OK, enough. Snuffle will be up soon, so I have to get back to my hole. Covering my tracks in the snow takes a lot of practice, but I’m good at it.
Please, I tell you and my fellow Americans to turn off the TV sets and move on with your lives. The story line you are getting from CNN and other news agencies is utter bullshit and designed not to deliver truth but rather to keep you glued to the screen so you will watch the next commercial. We’ve got this one under control. The worst thing you guys can do right now is to sit around analyzing what we’re doing over here. You have no idea what we’re doing, and you really don’t want to know.
We are your military, and we are only doing what you sent us here to do. From a Jack Recon Marine in Afghanistan, Semper Fi.
“Freedom is not free, but the U.S. Marine Corps is paying most of your share”.
Cited on Snopes:
Is this story true? Probably not. It’s been circulating on the internet since 2001. Is the story at least believable? Not really — the narrative is rife with errors and inconsistencies: for example, scorpion antivenom is injected, not drunk; and a true “Recon Marine” wouldn’t be broadcasting specifics about his position and mission to the world at large. If this really was the work of a serviceman in Afghanistan, he was deliberately trying to be misleading or funny, not to convey an account of real events.
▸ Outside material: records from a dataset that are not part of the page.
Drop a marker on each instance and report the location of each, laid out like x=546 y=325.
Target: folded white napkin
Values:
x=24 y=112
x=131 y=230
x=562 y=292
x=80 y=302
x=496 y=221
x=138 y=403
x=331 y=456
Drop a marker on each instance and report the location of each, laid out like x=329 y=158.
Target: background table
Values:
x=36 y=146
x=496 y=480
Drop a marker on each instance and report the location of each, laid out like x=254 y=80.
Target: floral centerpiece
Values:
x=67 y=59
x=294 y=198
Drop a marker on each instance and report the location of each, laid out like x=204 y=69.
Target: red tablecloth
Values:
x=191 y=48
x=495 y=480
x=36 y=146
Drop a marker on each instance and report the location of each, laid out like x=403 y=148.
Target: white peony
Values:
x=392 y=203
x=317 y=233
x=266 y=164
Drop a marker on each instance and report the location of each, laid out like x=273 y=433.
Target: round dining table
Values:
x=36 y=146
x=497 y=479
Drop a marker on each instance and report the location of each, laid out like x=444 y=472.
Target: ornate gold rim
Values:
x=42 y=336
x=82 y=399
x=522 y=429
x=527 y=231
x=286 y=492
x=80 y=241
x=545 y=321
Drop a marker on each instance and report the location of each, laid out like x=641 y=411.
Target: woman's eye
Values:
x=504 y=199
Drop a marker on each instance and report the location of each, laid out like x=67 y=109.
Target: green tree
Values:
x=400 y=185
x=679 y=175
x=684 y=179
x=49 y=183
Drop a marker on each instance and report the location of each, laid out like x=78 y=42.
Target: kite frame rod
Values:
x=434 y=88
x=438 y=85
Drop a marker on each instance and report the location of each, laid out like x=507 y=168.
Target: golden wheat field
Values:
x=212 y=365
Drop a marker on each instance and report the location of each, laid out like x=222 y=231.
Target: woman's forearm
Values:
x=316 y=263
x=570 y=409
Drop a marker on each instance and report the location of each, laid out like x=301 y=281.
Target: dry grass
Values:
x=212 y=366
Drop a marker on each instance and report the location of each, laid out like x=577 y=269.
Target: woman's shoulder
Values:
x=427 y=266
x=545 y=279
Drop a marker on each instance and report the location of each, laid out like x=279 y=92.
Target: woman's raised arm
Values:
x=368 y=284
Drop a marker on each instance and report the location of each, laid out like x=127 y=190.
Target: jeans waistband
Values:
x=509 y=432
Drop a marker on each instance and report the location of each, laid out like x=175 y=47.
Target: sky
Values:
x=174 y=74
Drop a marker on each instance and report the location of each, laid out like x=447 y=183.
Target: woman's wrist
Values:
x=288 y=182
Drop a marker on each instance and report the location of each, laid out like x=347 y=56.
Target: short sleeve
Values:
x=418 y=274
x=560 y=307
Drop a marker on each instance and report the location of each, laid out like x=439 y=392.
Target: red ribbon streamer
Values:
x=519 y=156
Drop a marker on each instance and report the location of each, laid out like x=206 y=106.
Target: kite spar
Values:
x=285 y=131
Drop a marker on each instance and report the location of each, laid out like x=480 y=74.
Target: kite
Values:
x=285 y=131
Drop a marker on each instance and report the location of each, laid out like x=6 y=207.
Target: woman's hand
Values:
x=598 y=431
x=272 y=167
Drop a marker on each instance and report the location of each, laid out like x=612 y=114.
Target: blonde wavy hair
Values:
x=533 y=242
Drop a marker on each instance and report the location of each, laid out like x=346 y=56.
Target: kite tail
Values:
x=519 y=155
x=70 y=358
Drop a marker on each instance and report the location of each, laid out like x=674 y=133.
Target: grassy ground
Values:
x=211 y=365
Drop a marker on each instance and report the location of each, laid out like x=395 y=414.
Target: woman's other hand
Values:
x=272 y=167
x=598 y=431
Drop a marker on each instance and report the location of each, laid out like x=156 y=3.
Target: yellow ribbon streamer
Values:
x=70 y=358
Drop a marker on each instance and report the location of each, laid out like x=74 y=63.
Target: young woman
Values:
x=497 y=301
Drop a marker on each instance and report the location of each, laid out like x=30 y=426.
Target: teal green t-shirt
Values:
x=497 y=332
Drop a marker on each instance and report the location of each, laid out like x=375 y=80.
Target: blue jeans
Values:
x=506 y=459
We have no idea if the letter actually came from someone serving in Afghanistan or if it’s the fanciful invention of someone stateside as no information has been provided about its author. Although the article has been presented as true on the radio, that shouldn’t sway anyone into believing it’s the real thing, because radio show hosts are notorious for reading on air items harvested from the Internet that have proved to be fictions.
This letter is as popular as it is because it purports to give insight into the day-to-day reality of a soldier in the field that CNN fails to provide. News emerging from the war in Afghanistan seems rigidly controlled, and the people back home are hungry for information that is not forthcoming. A missive such as this one thus falls on highly receptive ears.